Biological nanopores, a technology developed by coauthor David Deamer and others at UC Santa Cruz, can be used to analyze a DNA strand as it passes through a tiny pore embedded in a membrane. Researchers apply voltage across the membrane, which pulls the negatively charged DNA through the pore. Current fluctuations as the DNA moves through the pore provide electrical signals that can be decoded to determine the genetic sequence of the strand.

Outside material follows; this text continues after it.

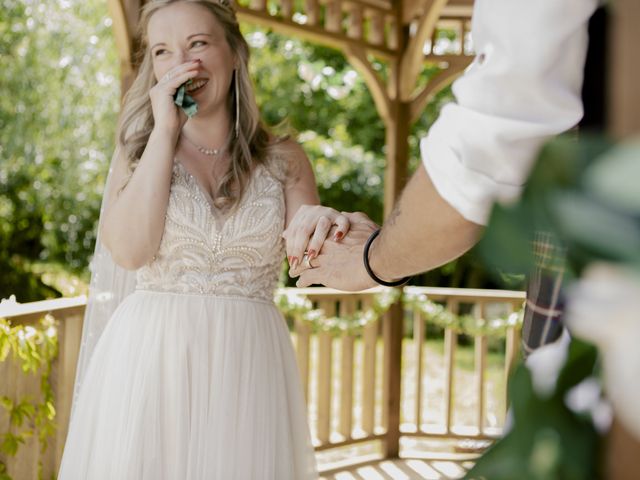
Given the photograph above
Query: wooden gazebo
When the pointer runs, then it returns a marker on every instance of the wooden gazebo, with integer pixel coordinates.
(403, 34)
(399, 33)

With the new device, researchers are able to gather electrical measurements on a nanoparticle as it moves through a pore in a solid membrane, and then measure the optical signals when the particle encounters a beam of light in the channel. By correlating the strength of the current decrease as a particle moves through the pore, the intensity of the optical signal, and the time of each measurement, the researchers are able to discriminate among particles with different sizes and optical properties and to determine the flow speed of particles through the channel.
The chip can also be used to differentiate particles of similar size but different composition. In one experiment, the researchers combined influenza viruses with nanobeads of a similar diameter and placed the mixture above the nanopore. The virus was labeled with a red fluorescent tag and the beads were labeled with a blue tag. The researchers correlated the electrical signal with the fluorescent wavelength and the time of each measurement. They found that the blue nanobeads traveled faster through the channel than red influenza virus, perhaps because of a difference in surface charge or mass. Besides identifying pathogens in a mixture, the researchers can also count the number of virus particles.
"This could be used as an analytical device to do reliable counts of virus particles in a sample," Schmidt said.
Currently, Schmidt's group is working on methods to add optical trapping to the device. This would allow a molecule in the channel to be held in one place, investigated, and released, with the potential to analyze hundreds of molecules in an hour. "Having this all on one chip would make single-molecule measurements much easier and more convenient," Schmidt said.